Еще несколько слов о Крымове.
Начал он весьма робкими, любительскими поисками нежно-солнечных прозрачностей. Потом пейзажи его постепенно уплотнялись, наливались цветом; перспектива углублялась, яснели очертания. Потом Крымов стал неузнаваем: от новой его манеры повеяло интимным реализмом «маленьких голландцев», но была в ней и графичность, порою резко выраженная. Художник метался. Потом чисто композиционные задачи увели его в сторону «большого пейзажа». Отвергнув окончательно импрессионистскую этюдность, он начал «сочинять» очень красивые, но холодноватые картины с вырисованными деревьями и удаляющимися планами, по классическим образцам. Впрочем, поворот к картинной конструктивности становился в ту пору общим стремлением… То, чего достиг Крымов на этом пути, никогда не казалось мне крупной победой.
VII
На рубежах кубизма
Случайно, у одного любителя русского искусства в Праге, попалась мне на глаза книжка «Аполлона», одна из первых — № 2 1909 года. Я раскрыл ее наудачу и прочел:
«Пусть художник будет дерзок, несложен, груб, примитивен. Будущая живопись зовет к лапидарному стилю, потому что новое искусство не выносит утонченного, оно пресытилось им. Будущая живопись сползет в низины грубости, от живописи теперешней, культурной, отнимающей свободную волю исканий, — в мало исследованные области лапидарности. Будущая живопись начнет с ненависти к старой, чтобы вырастить из себя другое поколение художников, в любви к открывшемуся новому пути, который нам полузнаком, страшен и органически враждебен. И предчувствующий глаз скользит по полированным формам Праксителева Гермеса, невольно останавливаясь на детском рисунке: он точно чует, что свет прольется через детский лепет…»

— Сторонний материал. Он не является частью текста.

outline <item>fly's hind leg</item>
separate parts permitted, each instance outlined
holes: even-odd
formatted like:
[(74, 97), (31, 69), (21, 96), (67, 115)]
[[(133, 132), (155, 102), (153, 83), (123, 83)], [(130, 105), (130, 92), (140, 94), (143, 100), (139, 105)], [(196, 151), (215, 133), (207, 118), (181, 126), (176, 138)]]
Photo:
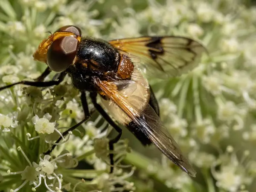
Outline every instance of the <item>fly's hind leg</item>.
[[(90, 97), (91, 98), (92, 102), (93, 104), (94, 107), (102, 115), (102, 117), (114, 128), (116, 131), (118, 133), (118, 134), (113, 139), (111, 139), (109, 141), (109, 150), (113, 151), (114, 150), (114, 144), (116, 143), (121, 138), (122, 135), (122, 130), (108, 116), (108, 113), (106, 113), (102, 107), (99, 105), (96, 100), (96, 97), (97, 96), (96, 93), (90, 93)], [(114, 154), (113, 152), (111, 152), (109, 154), (109, 158), (110, 160), (110, 173), (112, 173), (113, 172), (114, 169)]]
[(153, 108), (153, 109), (154, 109), (154, 111), (155, 111), (156, 113), (157, 113), (157, 115), (159, 116), (160, 113), (158, 102), (156, 99), (154, 94), (154, 92), (153, 92), (153, 90), (152, 90), (151, 86), (149, 86), (149, 88), (150, 88), (150, 98), (149, 98), (148, 104), (149, 104), (151, 107)]

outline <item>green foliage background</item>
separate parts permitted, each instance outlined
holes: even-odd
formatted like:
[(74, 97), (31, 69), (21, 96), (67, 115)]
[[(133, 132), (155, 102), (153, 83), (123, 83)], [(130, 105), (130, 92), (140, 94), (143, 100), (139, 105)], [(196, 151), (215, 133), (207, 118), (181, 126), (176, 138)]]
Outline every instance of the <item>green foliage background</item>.
[[(90, 122), (81, 126), (80, 133), (74, 132), (76, 136), (54, 153), (57, 156), (67, 149), (73, 155), (70, 161), (80, 162), (76, 167), (57, 163), (55, 172), (62, 175), (61, 182), (66, 186), (61, 190), (253, 192), (256, 23), (256, 8), (249, 0), (1, 0), (1, 83), (4, 85), (40, 75), (46, 66), (33, 60), (33, 52), (48, 35), (46, 32), (64, 25), (76, 25), (85, 36), (106, 40), (144, 35), (178, 35), (197, 40), (209, 54), (202, 56), (196, 69), (165, 80), (148, 77), (159, 101), (161, 118), (193, 165), (197, 177), (182, 172), (154, 147), (143, 146), (125, 129), (124, 140), (116, 152), (122, 154), (122, 165), (134, 165), (136, 170), (134, 173), (131, 168), (120, 168), (119, 172), (110, 175), (104, 163), (108, 152), (99, 155), (99, 149), (90, 143), (99, 134), (96, 130), (104, 123), (101, 119), (99, 125)], [(57, 121), (59, 128), (69, 127), (81, 119), (78, 92), (70, 85), (70, 79), (63, 84), (51, 89), (49, 93), (36, 89), (21, 91), (22, 86), (1, 92), (0, 191), (16, 189), (28, 179), (24, 175), (22, 178), (20, 175), (7, 174), (8, 170), (25, 170), (28, 165), (18, 146), (37, 163), (39, 154), (49, 147), (45, 142), (47, 136), (35, 131), (33, 116), (43, 118), (49, 113), (52, 116), (50, 121)], [(60, 101), (64, 105), (60, 104)], [(12, 120), (8, 121), (8, 114)], [(97, 115), (93, 116), (92, 122), (96, 118)], [(15, 121), (17, 126), (12, 127)], [(110, 137), (115, 134), (113, 132)], [(27, 133), (38, 139), (28, 141)], [(83, 143), (84, 138), (88, 140)], [(131, 152), (128, 152), (128, 146)], [(108, 151), (104, 147), (100, 149)], [(82, 178), (86, 181), (79, 183)], [(46, 191), (44, 185), (37, 191)], [(32, 186), (28, 183), (20, 190), (30, 191)]]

Эти слова принадлежат изысканнейшему из мирискусников — Баксту. Они были сказаны в то время, когда «Мир искусства» начинал уже свою вторую молодость, отколовшись от московской группы «Союз русских художников». Признание знаменательное, пророчество поистине непристрастное к себе и к «своим». Мы знаем теперь, что оно сбылось полностью. То, что Бакст назвал «будущей живописью», стало спустя несколько лет живописью сегодняшнего дня. Она только оформлялась в то время, родившись на посмертной выставке Сезанна. Карьере ее в России мало кто верил. Московские выставки «Голубой розы» и «Золотого руна», противополагавшие стилизму Петербурга и пейзажному неореализму «Союза» свою какую-то утонченную бесформенную символику, все еще представлялись «на гребне волны». Однако быстро надвинулась другая волна, мутная, буйная, разрушительная, пробивая себе путь, действительно «органически враждебный» исповеданию «Мира искусства», хоть руководители его и доказывали упорно, что ничуть не бывало, что талантливая «лапидарность» так же приемлема для них, как и всякое новшество. Будучи школой вкуса, а не определенной доктриной, мирискусники и не могли отрицать в принципе никаких художественных исканий, но благожелательство их сводилось на деле к осторожному компромиссу, который меньше всего удовлетворял «молодых».
82
…«Quand les lilas refleuriront» (фр.) — «Когда вновь зацветут лилии».